What data have demonstrated what to do after a patient fails CAR T-cell therapy?
At the 2019 ASH Annual Meeting, there were 3 presentations of CD20-targeted bispecific antibodies. Of course, CD20 is a target we all love in B-cell lymphomas because it is stably expressed in B cells.
We saw stable CD20 expression after [CD19-directed CAR T cell] failure, in data presented at ASH. Therefore, it is not that the B cells shed all their unique antigens and CD20 is a valid target in that patient population.
We also saw response rates of 50% to 70% in patients treated with bispecific antibodies, some whom failed CAR T prior.
Beyond CAR T-cell therapy and bispecific antibodies, what other immune-based approaches are we seeing?
ADCs are emerging in DLBCL. We have them in T-cell lymphoma and Hodgkin lymphoma with CD30, but there has not been a lot of development in DLBCL.
Now we have polatuzumab vedotin (Polivy) which has shown activity in patients with relapsed/refractory DLBCL. Other targets such as CD74 are also being explored.
Could you expand on the data we’ve seen with polatuzumab vedotin?
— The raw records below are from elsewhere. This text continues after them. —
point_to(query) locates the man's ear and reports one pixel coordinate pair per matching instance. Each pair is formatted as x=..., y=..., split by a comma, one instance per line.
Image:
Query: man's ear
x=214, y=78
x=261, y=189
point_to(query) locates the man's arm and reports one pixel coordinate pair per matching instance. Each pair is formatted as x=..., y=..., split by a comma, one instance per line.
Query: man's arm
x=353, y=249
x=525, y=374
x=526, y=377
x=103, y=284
The data so far on polatuzumab vedotin are [from when it was used] in combination with bendamustine and rituximab (Rituxan) for patients with relapsed/refractory DLBCL. Currently, those patients—who are historically considered transplant candidates—do not have a lot of treatment options.
Preliminary data showed significant activity with the combination compared to historical controls. It remains to be seen what the activity of single-agent polatuzumab vedotin and what the optimal combinations with the agent are. It is currently being studied in the frontline setting and other lines of therapy as well; however, it is likely the agent will need to be combined to show significant activity.
What does the future of CAR T-cell therapy look like in the population of patients with relapsed/refractory DLBCL?
CAR T-cell therapy works well, but the average patient still has a hard time getting it because of referral patterns, how complicated the treatment is, or issues with reimbursement.
It is hard to show a big breakthrough for the majority of patients. Going forward, we need to get CAR T more affordable and accessible. We also need to work to simplifying the procedure, perhaps by using allogeneic CAR T cells as the university CAR T cell. Lastly, we should [continue to] work with bispecific antibodies that may provide an off-the-shelf option that does the same thing.
Wang ML, Munoz J, Goy A, et al. KTE-X19, an anti-CD19 chimeric antigen receptor (CAR) T cell therapy, in Patients (pts) with relapsed/refractory (R/R) mantle cell lymphoma (MCL): results of the phase 2 ZUMA-2 study. Blood. 2019;134(suppl 1):754. doi: 10.1182/blood-2019-126064.